Androutsopoulos spricht von einem „indirekten, symbolischen Dialog“. „Das ist keine direkte Begegnung. Die überkleben sich. Die überschreiben sich. Die kratzen sich weg und überkratzen sich“, konstatiert der 54-Jährige, der inzwischen nicht mehr in Hamburg wohnt, sondern im benachbarten Lüneburg, in Niedersachsen. Dort sind nicht nur die Mieten günstiger als an der Elbe, sondern auch: nicht so viele Schwurbler unterwegs.
In Athen, seiner Geburtsstadt, ist das genauso. Zwar gebe es in Griechenland auch Proteste gegen die Coronapolitik, das schon, meint Jannis auf dem Weg zurück zu seinem Fahrrad, doch das sei nichts im Vergleich zu dem, was in Hamburg passiere. Auch sprachlich.
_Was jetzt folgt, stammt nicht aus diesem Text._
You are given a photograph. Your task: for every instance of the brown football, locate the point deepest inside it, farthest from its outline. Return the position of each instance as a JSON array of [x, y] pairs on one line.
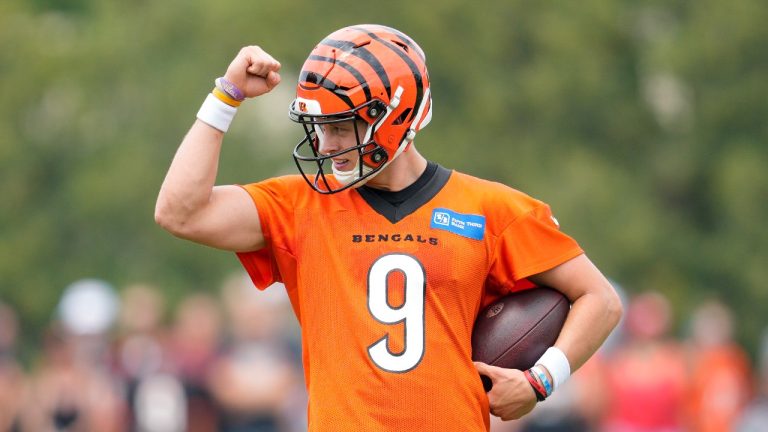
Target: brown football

Graffitis jenseits der Konventionen
Er bleibt stehen. Da. Schon wieder ein Graffiti. Ein harmloses allerdings. Es entpuppt sich als das Werk eines Skaters, keines Schwurblers. „Ich denke, diese Covid- oder Schwurbler-Graffiti funktionieren auch ein bisschen anders als die klassischen Graffiti. Es geht darum, Botschaften auf transgressive Weise schnell zu verbreiten.“ Transgressiv bedeutet, dass man sich über Konventionen und Gesetze hinwegsetzt. „Bei der Graffiti-Kultur ist es ja so: Je waghalsiger der Ort, der Standort des Graffitis, desto mehr Reputation gewinnt man dazu. Ich glaube nicht, dass es bei den Covid-Leugnern ähnlich funktioniert.“
Jannis schnappt sich seinen Rucksack, ehe er noch einmal innehält, um in seinen Kopien zu blättern. Das hätte er jetzt fast vergessen. Den Aufkleber eines Impfgegners, eines besonders perfiden. „Hier haben Sie diese Aneignung des Juden-Sterns“, zeigt er auf das Bild. Unter dem Aufkleber versteckt sei eine Rasierklinge.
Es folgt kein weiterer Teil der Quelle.